Liver function tests recommended when using what biologicals?

Answer 59

Golimumab, Infliximab, and tocilimumab

Question 60

What special counseling is needed for women taking Rituximab?

Answer 60

They must use reliable contraception while taking the drug and avoid pregnancy for 4-6 months after therapy.

Question 61

So corticosteroids and RA…. Is that a good thing?

Answer 61

Basically yes, low-medium dose glucocorticoids are beneficial in treating RA and the risks are not as big a deal as people make them out to be.

Question 62

How do glucocorticoids work?

Answer 62

The majority of the anti-inflammatory effects occur via cytosolic GC receptors that get activated and up regulate or downregulate protein synthesis by binding specific DNA binding sites.

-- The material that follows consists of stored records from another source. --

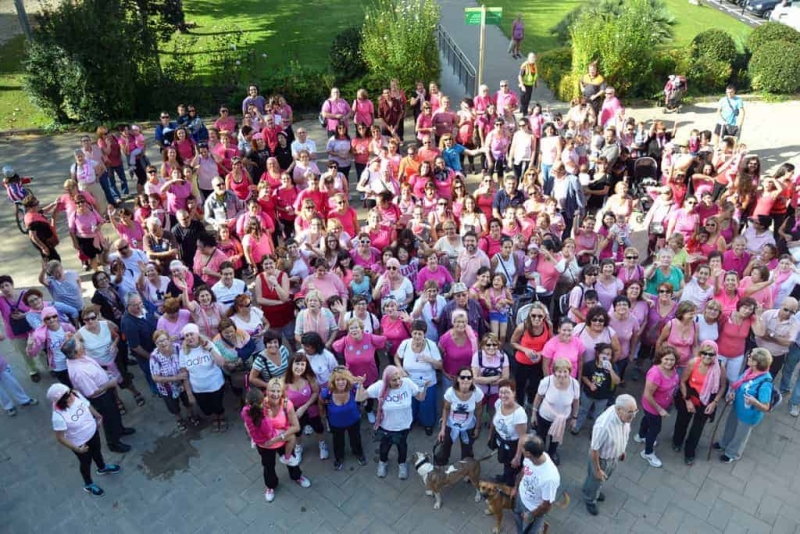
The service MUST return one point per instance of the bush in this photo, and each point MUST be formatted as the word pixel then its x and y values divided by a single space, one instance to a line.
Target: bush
pixel 345 55
pixel 770 32
pixel 775 67
pixel 714 44
pixel 399 40
pixel 553 65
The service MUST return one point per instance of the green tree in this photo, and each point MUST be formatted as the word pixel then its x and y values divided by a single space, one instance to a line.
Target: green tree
pixel 399 40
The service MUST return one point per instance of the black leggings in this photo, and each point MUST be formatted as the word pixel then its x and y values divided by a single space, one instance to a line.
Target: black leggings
pixel 388 438
pixel 85 458
pixel 354 432
pixel 268 458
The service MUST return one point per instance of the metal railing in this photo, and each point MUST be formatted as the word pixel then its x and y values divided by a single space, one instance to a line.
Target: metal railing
pixel 462 67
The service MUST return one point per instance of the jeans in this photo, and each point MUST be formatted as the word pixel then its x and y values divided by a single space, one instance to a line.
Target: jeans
pixel 94 453
pixel 649 429
pixel 424 412
pixel 682 420
pixel 534 527
pixel 106 405
pixel 354 431
pixel 268 458
pixel 593 485
pixel 735 437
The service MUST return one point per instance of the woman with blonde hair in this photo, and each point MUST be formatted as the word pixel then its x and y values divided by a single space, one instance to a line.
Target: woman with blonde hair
pixel 337 402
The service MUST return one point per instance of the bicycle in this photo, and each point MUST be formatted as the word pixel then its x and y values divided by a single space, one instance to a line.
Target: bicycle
pixel 16 191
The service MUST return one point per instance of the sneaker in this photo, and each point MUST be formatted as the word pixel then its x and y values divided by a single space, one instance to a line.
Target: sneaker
pixel 402 471
pixel 292 461
pixel 94 489
pixel 651 458
pixel 109 469
pixel 382 469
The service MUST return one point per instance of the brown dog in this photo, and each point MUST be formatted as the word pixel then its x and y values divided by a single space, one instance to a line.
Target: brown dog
pixel 436 478
pixel 499 497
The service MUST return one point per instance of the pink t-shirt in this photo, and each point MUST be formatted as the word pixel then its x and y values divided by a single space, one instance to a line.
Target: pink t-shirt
pixel 665 386
pixel 455 356
pixel 571 351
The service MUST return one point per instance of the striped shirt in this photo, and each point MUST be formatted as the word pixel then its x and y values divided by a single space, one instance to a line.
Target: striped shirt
pixel 610 435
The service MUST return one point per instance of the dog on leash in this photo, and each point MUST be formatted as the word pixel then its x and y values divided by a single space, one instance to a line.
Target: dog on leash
pixel 436 478
pixel 499 497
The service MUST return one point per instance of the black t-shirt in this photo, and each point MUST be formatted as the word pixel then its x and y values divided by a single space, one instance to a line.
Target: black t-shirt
pixel 600 378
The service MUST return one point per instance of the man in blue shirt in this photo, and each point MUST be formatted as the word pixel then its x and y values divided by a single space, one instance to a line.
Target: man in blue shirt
pixel 731 116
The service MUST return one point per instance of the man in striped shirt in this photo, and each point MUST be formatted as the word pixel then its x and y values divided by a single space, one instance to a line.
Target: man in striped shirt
pixel 609 439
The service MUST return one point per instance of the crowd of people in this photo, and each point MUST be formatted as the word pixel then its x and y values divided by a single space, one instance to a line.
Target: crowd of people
pixel 521 305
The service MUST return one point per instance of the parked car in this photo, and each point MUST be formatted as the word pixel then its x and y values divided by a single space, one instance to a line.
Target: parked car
pixel 763 8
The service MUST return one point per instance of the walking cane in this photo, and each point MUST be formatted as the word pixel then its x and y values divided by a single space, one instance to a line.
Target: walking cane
pixel 714 432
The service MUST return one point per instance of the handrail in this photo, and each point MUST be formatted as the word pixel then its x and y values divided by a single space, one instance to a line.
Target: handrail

Also negatively interfere with the function of transcription factors like NF-kB, AP-1, and NF-AT. Get reduced synthesis of proinflammatory cytokines and reduced production of receptor activator of nuclear factor kappa B ligand

Question 63

Which steroids mentioned are injectable?

Answer 63

Hydrocortisone, triamcinolone, betamethasone, and dexamethasone

Question 64

Cox 2 selective NSAID?

Answer 64

Celecoxib

Question 65

Does taking NSAIDs with food help with GI disturbances?

Answer 65

There is no evidence this helps. It may actually be worse to do this bc the drug absorption is changed and people are all like, “omg I’m still in pain I’ll take more ibuprofen” and then they have a bigger dose and get worse side effects

Question 66

What NSAID inhibits aspirin’s activity?

Answer 66

Ibuprofen

Question 67

Only NSAID associated with significant adverse effects in normal clinical doses?

Answer 67

Sulindac

Question 68

NSAID with highest liver safety profile?

Answer 68

Ibuprofen

Question 69

What receptor is being targeted in NM blocking drugs?

Answer 69

Nicotinic M receptor - neuromuscular end plate

Question 70

What are the non-depolarizing agents in neuromuscular blocking drugs?

Answer 70

Atracurium, cisatracurium, D-tubocurarine, pancuronium, rocuronium, vecuronium

Question 71

Metabolic info for non-depolarizing drugs?

Answer 71

Rapid distribution, slow elimination.

Hepatically eliminated < duration than renal

Question 72

Adverse effect of atracurium?

Answer 72

Seizures from metabolic product laudanosine

Question 73

Why is cisatracurium better than atracurium?

Answer 73

Has less dependence on hepatic inactivation, produced less laudanosine so less concern about seizures

All the advantages of atracurium with fewer side effects

Question 74

Succinylcholine —what’s its deal

Answer 74

Extremely short duration of action. Rapidly hydrolyzed by pseudoxholinesterase. Very good for short procedures like intubation

Question 75

Adverse effects of succinylcholine

Answer 75

All sorts of bad stuff: hemodynamics changes, Hyperkalemia (can be lethal), prolonged blockade, increased iop and icp, muscle pain, myoglobinemia, malignant hypothermia, anaphylaxis

Question 76

Treatment of malignant hypothermia?

Answer 76

Dantrolene

Question 77

Name some Reversal agents

Answer 77

Pyridostigmine, neostigmine, edrophonium, and sugammedex

Question 78

What does sugammedex do?

Answer 78

It rapidly encapsulates steroids and reverses any depth of blockade of neuromuscular blockade. Doesn’t work against non-steroidal neuromuscular blocking agent

Question 79

Important to remember about NM blockers!

Answer 79

They don’t relieve pain or anxiety! Just paralyze.